In our March "how can we help you?" thread, a reader raised the following query:
I'm a fifth year graduate student who is getting ready to apply for non-academic jobs, and I am wondering how to best represent my work as a graduate student on a resume (as opposed to a CV). The resume will of course include the PhD and my work as a teaching assistant/instructor, but I am considering also including something like "Graduate Student Researcher" under work experience. I feel that the resume would otherwise not accurately reflect my work as a graduate student, but I am also worried that this might be dishonest, since I am not getting paid to do research. It is worth adding that the non-academic jobs I am most interested in are research-heavy.
I'm not sure, but given that "graduate student researcher" isn't an actual paid position (one is a student researcher), I would think listing that as work experience would be misleading. But how exactly to best present oneself is unclear to me.
What do you all think? It would be great to hear from people with "alt-ac" experience!
For a non-academic resume, you should think less in terms of job titles and more in terms of the work you did and how its representative of your skills.
So rather than expecting a title like "Grad Student Researcher" to do the work under Work Experience, you should list out the kinds of work you did as a grad student: taught classes of 40 students, assessed student written work, designed curriculum, conducted research projects, etc. And if you're applying for a position where research skills are demanded, it may be valuable to have an entirely separate section titled "Research Experience" with individual bullets for specific research projects and the skills they illustrate (e.g., archive work, data collection, idea synthesis, etc.)
UC Davis has a helpful Youtube video on translating your academic work to a non-academic CV: https://www.youtube.com/watch?v=qTGTmNuz-zo
Posted by: SLAC Associate | 04/29/2024 at 10:13 AM
I would just put your research work in the *description* you give of the job. E.g., on my old resume, in the brief bullet points under my job titles, one said something like: "Presented and published research in philosophy, psychology, and neuroscience venues."
You might also distinguish between two different positions. Under the "Relevant Experience" section, or whatever you're calling it, you could have two entries: "Instructor/TA/..."; and "PhD Candidate." I don't think it would be misleading at all to describe those as separate roles, and to outline your teaching work under the first and your research work under the second.
Posted by: Andrew Richmond | 04/29/2024 at 10:20 AM
the trouble is you weren't employed as a graduate student researcher while you were in a PhD UNLESS you were employed as such on someone's grant. So you should not misrepresent what you did. Even if you are successful in getting away with it, it will catch up to you later. A number of German politicians have had their careers end abruptly for misrepresenting what they did.

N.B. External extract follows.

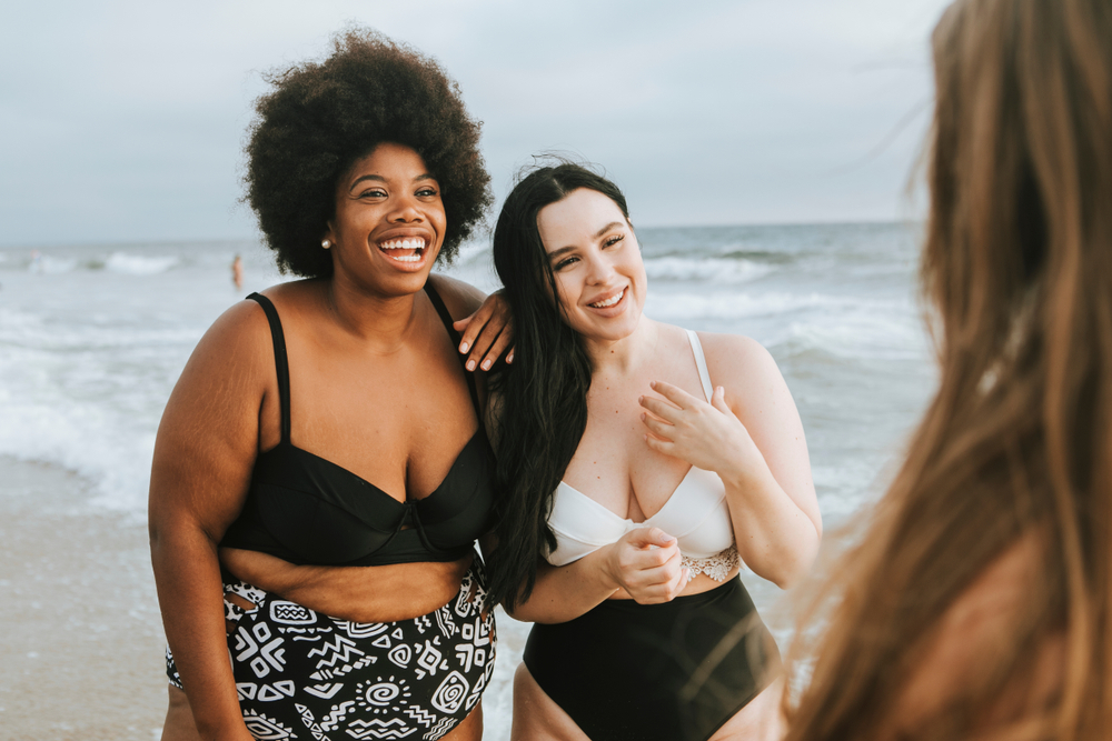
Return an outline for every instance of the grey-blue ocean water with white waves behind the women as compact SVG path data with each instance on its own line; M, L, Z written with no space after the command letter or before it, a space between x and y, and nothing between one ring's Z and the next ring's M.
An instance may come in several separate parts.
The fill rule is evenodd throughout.
M883 489L935 380L914 292L919 228L642 229L638 239L646 313L768 348L803 418L826 525L854 517ZM242 290L230 279L237 253ZM465 246L445 271L497 288L486 243ZM142 520L159 417L190 351L230 304L279 280L252 241L0 248L0 455L80 473L95 507ZM743 578L758 608L776 599ZM499 632L484 703L493 739L508 734L527 628L503 619Z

Posted by: caution | 04/29/2024 at 10:37 AM
I agree with the above that the title is not super important itself. Your PhD is both an education credential and work experience, so it makes sense for it to appear in both sections. As a PhD student, you did project management, research (development+design+execution), public speaking, teaching, feedback and instructional design (if you were ever a lecturer), and so on. These are all aspects of the work you did that are translatable to other jobs – hence why it's important they're on the resume – and should be bullets under that 'job', and they matter more than whatever title you give that job.
As for the title itself, I think there is flexibility and you do not need to worry about being 'dishonest' just because you give it a descriptive title that might not be the default or official, exact title within academia. You should rather avoid titles that largely *only* have meaning within academia – e.g., 'PhD Candidate', which is very inside-baseball imo. Non-academics don't know what it means to be a PhD *candidate*.
Posted by: sahpa | 04/29/2024 at 11:04 AM
@caution: this feels like a difference of institutional/cultural setting. In Germany (where I infer you are), what you say is true and PhD students formally do their dissertations 'on their own time' (as I understand matters). In the US, however, this is very much a formal position with formal expectations/timelines/etc. And it is usually (in philosophy) 'compensated' in the form of stipends or tuition coverage, even setting aside salary for being a teaching assistant. There would be no misrepresentation at all in characterising it as work experience, in my opinion.
Posted by: sahpa | 04/29/2024 at 11:19 AM
A "functional resume" might be a better way of emphasizing the value you can bring to an employer (googling around for a sample/model should help)?
Basically, instead of listing tasks you've done under a job, you list them under certain general skills (e.g., "Teaching & Course Design," "Project Management," "Customer Service" etc). My understanding is that people with gaps typically use a functional resume, but it might be useful in your case.
Posted by: AP | 04/29/2024 at 01:57 PM
For what it's worth:
1. When I did my PhD in the UK, PhD candidates were advised to use the the title 'Postgraduate researcher' . Maybe that could work for OP? (Though, granted, as someone who stayed in the academy, I have never used that title myself...)
2. I agree with sahpa's reply to caution, and would want to emphasize it even more: in lots of countries, you are very clearly and explicitly employed as a researcher when you are a PhD student. As OP doesn't say where they are based, it's hard to know what would be appropriate here. But if their PhD is in, for example, Sweden or Norway, they would definitely count as employed as a PhD candidate.